Fünf Jahre zuvor, 1966, konnten die Frauen in Amriswil erstmals an einer Versammlung der Evangelischen Kirchgemeinde Amriswil-Sommeri teilnehmen. Und dies, obschon die Stimmberechtigten der evangelisch-reformierten Kirche des Kantons Thurgau einem Organisationsgesetz zugestimmt hatten, das die Kirchgemeinden schon 1921 zur Einführung des Frauenstimm- und -wahlrechts ermächtigt hatte.

Keine Frauen über 60

Am 31. Januar 1966, also genau vor 50 Jahren, konnten Frauen erstmals an einer Kirchgemeindeversammlung in Evangelisch-Amriswil-Sommeri teilnehmen. Das Pikante: Den über 60jährigen Stimmbürgerinnen wurde das Stimmmaterial nicht automatisch zugesandt. Wer von den über 60jährigen Frauen trotzdem an der Versammlung teilnehmen wollte, musste den Stimmrechtsausweis bei einem Messmer extra beziehen.

Diese Diskriminierung wirbelte gemäss dem Amriswiler Anzeiger «etwas Staub» auf. Der Vorsitzende der Versammlung meinte auf eine Frage aus der Versammlungsmitte verlegen, die Vorsteherschaft habe die über 60jährigen Frauen nicht brüskieren wollen, die Behörde habe lediglich den Frauen ab dem 60. Altersjahr «die Stimmfreiheit» zugestehen wollen. Doch das Stossende war: Alle Männer – auch die über 60jährigen – hatten das Stimmmaterial automatisch erhalten und mussten nicht erst beim Messmer darum bitten.

Die Frauen kamen

Nun, die Amriswiler Frauen nahmen damals die Herausforderung ihres neuen Rechts an und erschienen an der Versammlung so zahlreich, dass im Kirchgemeindehaus kein einziger Platz mehr frei war.

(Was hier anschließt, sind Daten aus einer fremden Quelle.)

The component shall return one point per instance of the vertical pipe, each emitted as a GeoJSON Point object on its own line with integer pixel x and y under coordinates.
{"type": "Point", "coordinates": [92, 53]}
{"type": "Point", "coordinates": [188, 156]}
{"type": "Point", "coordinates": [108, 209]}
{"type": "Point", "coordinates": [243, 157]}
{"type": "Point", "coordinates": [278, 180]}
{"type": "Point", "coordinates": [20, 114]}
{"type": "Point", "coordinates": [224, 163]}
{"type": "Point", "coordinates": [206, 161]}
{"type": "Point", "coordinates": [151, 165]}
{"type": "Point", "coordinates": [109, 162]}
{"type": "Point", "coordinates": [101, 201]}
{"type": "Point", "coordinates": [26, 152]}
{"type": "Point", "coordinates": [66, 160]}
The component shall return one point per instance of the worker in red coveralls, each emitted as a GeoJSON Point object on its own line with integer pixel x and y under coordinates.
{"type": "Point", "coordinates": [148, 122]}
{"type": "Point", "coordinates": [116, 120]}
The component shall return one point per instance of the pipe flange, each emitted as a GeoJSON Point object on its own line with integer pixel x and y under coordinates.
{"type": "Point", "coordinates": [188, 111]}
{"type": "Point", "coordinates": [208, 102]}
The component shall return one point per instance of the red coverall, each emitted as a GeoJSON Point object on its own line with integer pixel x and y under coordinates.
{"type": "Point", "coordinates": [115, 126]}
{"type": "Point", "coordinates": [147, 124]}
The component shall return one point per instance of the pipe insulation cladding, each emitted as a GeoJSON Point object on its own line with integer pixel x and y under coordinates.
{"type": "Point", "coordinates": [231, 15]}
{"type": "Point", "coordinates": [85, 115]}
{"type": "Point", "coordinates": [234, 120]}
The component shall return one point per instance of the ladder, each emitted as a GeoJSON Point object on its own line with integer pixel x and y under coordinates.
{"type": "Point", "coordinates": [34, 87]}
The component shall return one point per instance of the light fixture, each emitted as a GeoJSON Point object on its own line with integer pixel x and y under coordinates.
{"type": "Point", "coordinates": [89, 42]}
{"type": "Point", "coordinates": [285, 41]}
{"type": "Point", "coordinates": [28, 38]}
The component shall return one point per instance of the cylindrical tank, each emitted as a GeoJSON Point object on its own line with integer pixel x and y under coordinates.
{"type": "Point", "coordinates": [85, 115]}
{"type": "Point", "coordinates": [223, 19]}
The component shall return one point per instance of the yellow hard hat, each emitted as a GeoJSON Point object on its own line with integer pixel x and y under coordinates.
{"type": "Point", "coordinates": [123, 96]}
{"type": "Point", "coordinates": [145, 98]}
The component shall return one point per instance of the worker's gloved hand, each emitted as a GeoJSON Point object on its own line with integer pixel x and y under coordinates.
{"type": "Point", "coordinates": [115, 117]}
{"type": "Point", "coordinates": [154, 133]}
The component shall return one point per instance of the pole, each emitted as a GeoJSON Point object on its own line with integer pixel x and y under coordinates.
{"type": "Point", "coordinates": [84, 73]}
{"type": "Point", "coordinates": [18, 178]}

Auch bei den Wahlen in eine Pfarrwahlkommission engagierten sich die Frauen begeistert. Nach einem alten Gesetz bestand die Pfarrwahlkommission aus der ganzen Vorsteherschaft. Weil das bisher alles Männer waren, beschloss die Versammlung zusätzlich neu fünf Frauen zu wählen. Das gelang problemlos, weil sechs Frauen vorgeschlagen wurden.

Zögernde Entwicklung

Das Engagement und die Berücksichtigung der Frauen in der Vorsteherschaft kommen nur zögerlich voran. Seit 1966 hatte Evangelisch-Amriswil-Sommeri zwar einige Frauen in der Behörde, doch mit Ruth Pfister lediglich eine Präsidentin. Demnächst wird es voraussichtlich eine zweite Präsidentin geben.

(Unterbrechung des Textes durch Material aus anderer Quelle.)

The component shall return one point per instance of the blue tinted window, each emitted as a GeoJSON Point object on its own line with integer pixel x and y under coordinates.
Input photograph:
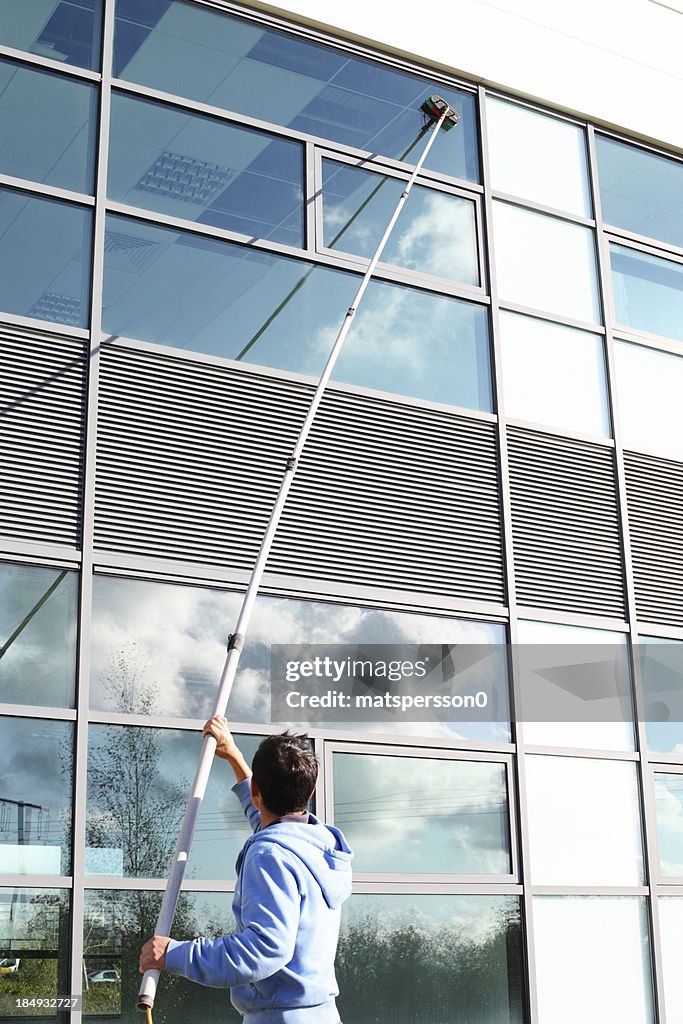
{"type": "Point", "coordinates": [177, 289]}
{"type": "Point", "coordinates": [436, 232]}
{"type": "Point", "coordinates": [47, 126]}
{"type": "Point", "coordinates": [648, 292]}
{"type": "Point", "coordinates": [206, 55]}
{"type": "Point", "coordinates": [60, 30]}
{"type": "Point", "coordinates": [640, 190]}
{"type": "Point", "coordinates": [200, 169]}
{"type": "Point", "coordinates": [44, 258]}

Zu erinnern ist noch, dass die Frauen erst 1971 das Stimm- und Wahlrecht in Kantonsangelegenheiten erhielten. Die Innerrhoder Frauen erhielten ihr Recht als letzte in der Schweiz erst 1990 durch einen Bundesgerichtsentscheid. Somit ging in der Schweiz ein Kampf zu Ende, der rund 180 Jahre gedauert hatte.

Die nächste Kirchgemeindeversammlung findet am Donnerstag, 25. Februar, um 20 Uhr im Kirchgemeindehaus statt.